Understanding Gradients in Prolog

Now suppose I have real values a1, .., an.
I want to maximize L(p) on the interval [0..1]:

L(p) = p Π_j (1-p^aj) 

If a1 = .. = an = 1 the solution is p = 1/(n+1), but otherwise?
How would I do that in Prolog, with or without gradient?

P.S.: I can use CLP(BNR) for SWI-Prolog like this:

?- current_prolog_flag(clpBNR_default_precision,P).
P = 6.

?- P::real(0,1), time(global_maximum(P*(1-P**2)*(1-P**3), Q)), midpoint(P, R).
% 2,632,164 inferences, 0.844 CPU in 0.881 seconds (96% CPU, 3119602 Lips)
R = 0.5749041546976932,
P::real(0.48290488838067125, 0.666903421014715),
Q:: 0.328600... .

But the result R = 0.5749041546976932 is not near the maximum.
Wolfram Alpha gives me P = 0.484755.. and Q = 0.3268.. . So
since Q is nevertheless corrrect, maybe there is a bug in CLP(BNR),

i.e. some problem in returning the result of the maximization?
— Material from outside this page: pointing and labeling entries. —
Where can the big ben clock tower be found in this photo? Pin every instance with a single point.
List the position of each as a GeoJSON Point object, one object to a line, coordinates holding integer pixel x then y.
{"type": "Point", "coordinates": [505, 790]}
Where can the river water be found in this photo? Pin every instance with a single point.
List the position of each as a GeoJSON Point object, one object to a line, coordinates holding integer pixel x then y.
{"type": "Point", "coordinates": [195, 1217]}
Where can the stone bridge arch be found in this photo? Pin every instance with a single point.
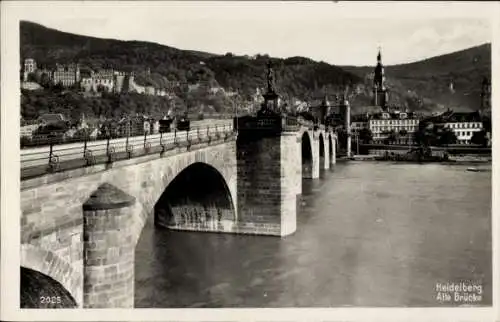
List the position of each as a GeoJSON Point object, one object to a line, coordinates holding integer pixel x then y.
{"type": "Point", "coordinates": [197, 198]}
{"type": "Point", "coordinates": [152, 187]}
{"type": "Point", "coordinates": [307, 156]}
{"type": "Point", "coordinates": [323, 157]}
{"type": "Point", "coordinates": [332, 148]}
{"type": "Point", "coordinates": [40, 267]}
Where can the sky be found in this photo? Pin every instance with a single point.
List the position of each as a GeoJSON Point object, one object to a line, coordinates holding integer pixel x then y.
{"type": "Point", "coordinates": [335, 32]}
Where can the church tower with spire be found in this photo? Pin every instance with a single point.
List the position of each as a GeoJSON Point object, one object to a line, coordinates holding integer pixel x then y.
{"type": "Point", "coordinates": [485, 94]}
{"type": "Point", "coordinates": [380, 96]}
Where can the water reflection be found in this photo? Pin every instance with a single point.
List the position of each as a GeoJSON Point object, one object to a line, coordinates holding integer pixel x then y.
{"type": "Point", "coordinates": [368, 234]}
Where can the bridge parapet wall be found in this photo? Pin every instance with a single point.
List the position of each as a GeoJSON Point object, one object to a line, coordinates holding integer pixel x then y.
{"type": "Point", "coordinates": [52, 213]}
Ok, maybe I was misleaded by this paper, which was also
talking about gradient. But the function L(p) has only one
parameter, so there is anyway no vector gradient:

Lifted discriminative learning of probabilistic logic programs
A. N. Fadja and F. Riguzzi - 2018
https://link.springer.com/article/10.1007/s10994-018-5750-0

Even ChatGPT didn’t know that the derivative is not needed.
One has to look closely at the curve, is it unimodal ?

Now one can use ternary search:

trisect(A, B, _, X) :- B - A < 1e-6, !,
   X is (A+B)/2.
trisect(A, B, F, X) :-
   P is (2*A+B)/3,
   call(F, P, U),
   Q is (A+2*B)/3,
   call(F, Q, V),
   (U < V ->
      trisect(P, B, F, X);
      trisect(A, Q, F, X)).

Which is ultrafast, doesn’t need derivative and can reach the precision:

fun(P, F) :-
   F is P*(1-P**2)*(1-P**3).

?- time(trisect(0,1,fun,P)), call(fun,P,Q).
% 332 inferences, 0.000 CPU in 0.000 seconds (0% CPU, Infinite Lips)
P = 0.4847548172992615,
Q = 0.32860038445085504.

I don’t think there is a bug in clpBNR but a misunderstanding on your part.
the predicate global_maximum(P*(1-P**2)*(1-P**3), Q) tells clpBNR to find the maximum Q with a precision of 6 digit, that’s all.
If you want to narrow P, you can tell it do so with the solve(P) predicate:

?- P::real(0,1), time(global_maximum(P*(1-P**2)*(1-P**3), Q)), solve(P).
% 2,361,153 inferences, 0.199 CPU in 0.199 seconds (100% CPU, 11866925 Lips)
P:: 0.484263...,
Q:: 0.3285999... .

This is a classic “problem” of interval arithmetic where the interval will blow up when used with exponents.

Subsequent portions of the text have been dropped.